What worries the government and leading economists is that efforts to boost business activity have received so littel reward.The ship of state, it seems, doesn't respond to the tiller as it used to -- a speedboat now handling more like a cumbersome supertanker.
Admittedly, the trade deficit in fiscal 1980 (which ended March 31) was cut to $5.86 billion from $13.45 billion the year before, thanks to a strong export performance. But the giant Mitsui trading house has pointed out that while value increased 23 percent, volume actually stagnated, and Japanese price competitiveness is eroding.
The bulk of Japanese exports are also concentrated in a narrow range and are subject to trade disputes with major partners like the United States and Western Europe (e.g., in cars, electronic goods, automated machine tools). If Japanese companies are forced to restrain their exports to their biggest markets, there is no way to make up in domestic sales.
This is part of Japan's Achilles' heel: the obsessive need to export more to pay for the imported energy and raw materials on which its economic well-being has long relied. Although oil consumption was cut by an impressive 9.5 percent last year, costs rose almost 26 percent, so that fuels now account for half the total import bill.
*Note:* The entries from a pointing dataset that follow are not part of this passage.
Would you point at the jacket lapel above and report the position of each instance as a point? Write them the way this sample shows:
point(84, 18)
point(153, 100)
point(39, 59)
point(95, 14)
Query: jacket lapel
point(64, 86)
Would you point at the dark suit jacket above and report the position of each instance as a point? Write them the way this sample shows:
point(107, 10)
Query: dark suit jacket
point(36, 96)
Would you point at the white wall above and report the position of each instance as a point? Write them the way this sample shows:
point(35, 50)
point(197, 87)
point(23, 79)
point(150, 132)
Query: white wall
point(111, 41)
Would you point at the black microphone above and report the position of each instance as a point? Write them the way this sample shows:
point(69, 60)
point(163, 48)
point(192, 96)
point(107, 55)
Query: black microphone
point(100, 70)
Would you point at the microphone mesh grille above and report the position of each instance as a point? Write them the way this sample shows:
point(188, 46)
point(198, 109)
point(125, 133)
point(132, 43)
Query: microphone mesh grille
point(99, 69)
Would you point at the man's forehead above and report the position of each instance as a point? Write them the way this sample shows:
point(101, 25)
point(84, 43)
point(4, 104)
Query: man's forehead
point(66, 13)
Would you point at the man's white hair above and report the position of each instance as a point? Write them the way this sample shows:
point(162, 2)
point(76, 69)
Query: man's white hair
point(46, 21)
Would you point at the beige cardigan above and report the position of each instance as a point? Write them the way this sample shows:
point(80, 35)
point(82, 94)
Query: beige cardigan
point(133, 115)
Japanese utility bills are among the world's highest, driving a number of important energy-intensive industries to the brink of bankcruptcy -- or into overseas operation.
Typical is the aluminum industry, now operating at half of total capacity and unable to compete with a torrent of cheap imports, primarily from the US. It's the car problem in reverse. A quarter of the industry's 80,000-member work force has been laid off, and officials have warned of an "unacceptable high unemployment rate" if the US does not show self-restraint.
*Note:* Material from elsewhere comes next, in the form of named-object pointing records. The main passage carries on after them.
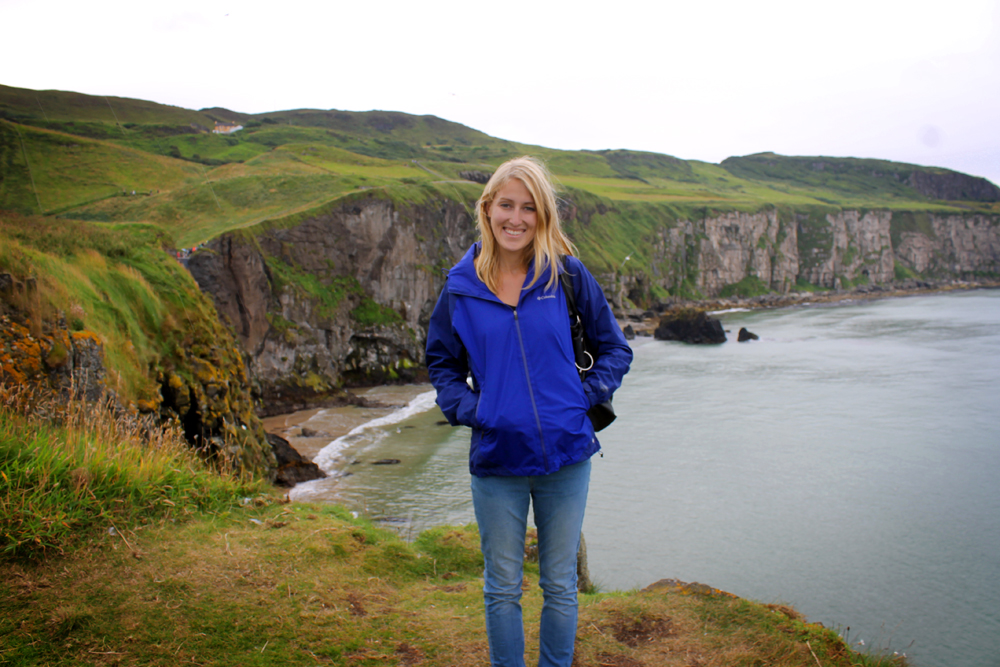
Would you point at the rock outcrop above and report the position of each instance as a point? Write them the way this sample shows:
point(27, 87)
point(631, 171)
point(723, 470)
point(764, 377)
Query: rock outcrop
point(690, 326)
point(292, 466)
The inability to cope with rising costs, combined with the slump in domestic spending, is a prime factor in the fact that a record 18,212 companies went bankcrupt last year.
That this has had little effect so far on a remarkably low unemployment rate of 2 percent is due to several factors. For one, in boom times companies take on many parttimers, who are not reflected in later layoff figures. For another, Japanese industry is now dominated by giant conglomerates with fingers in many pies, so that workers in unprofitable operations can be retrained and moved.
But this has its limits. Japan's future does not lie with labor-intensive industries anymore. Money and high technology, including robots, are the answer to the challenge now being posed by the fast-rising "new Japans" like South Korea and Taiwan, governed by the same puritan work ethic and low wages that this country once enjoyed, as well as comparable product quality.
One recent straw in the wind: A Japanese steel consortium, boasting world-leading technology, was beaten out by South Korea on a domestic order for an advanced offshore drilling platform. Experiences like this are no longer rare.
Despite this, The Tokyo Stock Exchange continues to record new highs, buoyed by foreign investor confidence in future prospects of the Japanese economy.
On this score, many Japanese seem rather ambivalent. Their attitude is summed up by a young housewife, Ichiko Kawakami, who says: "I'm proud when I read about how Japan has become an economic world power. But I certainly don't feel rich. In fact, life or my family has become more difficult.
"We've had to cut down on our meat consumption, dine out less, and have given up our dream of ever owning a house . . . because no matter how hard we save, we never seem to catch up with prices."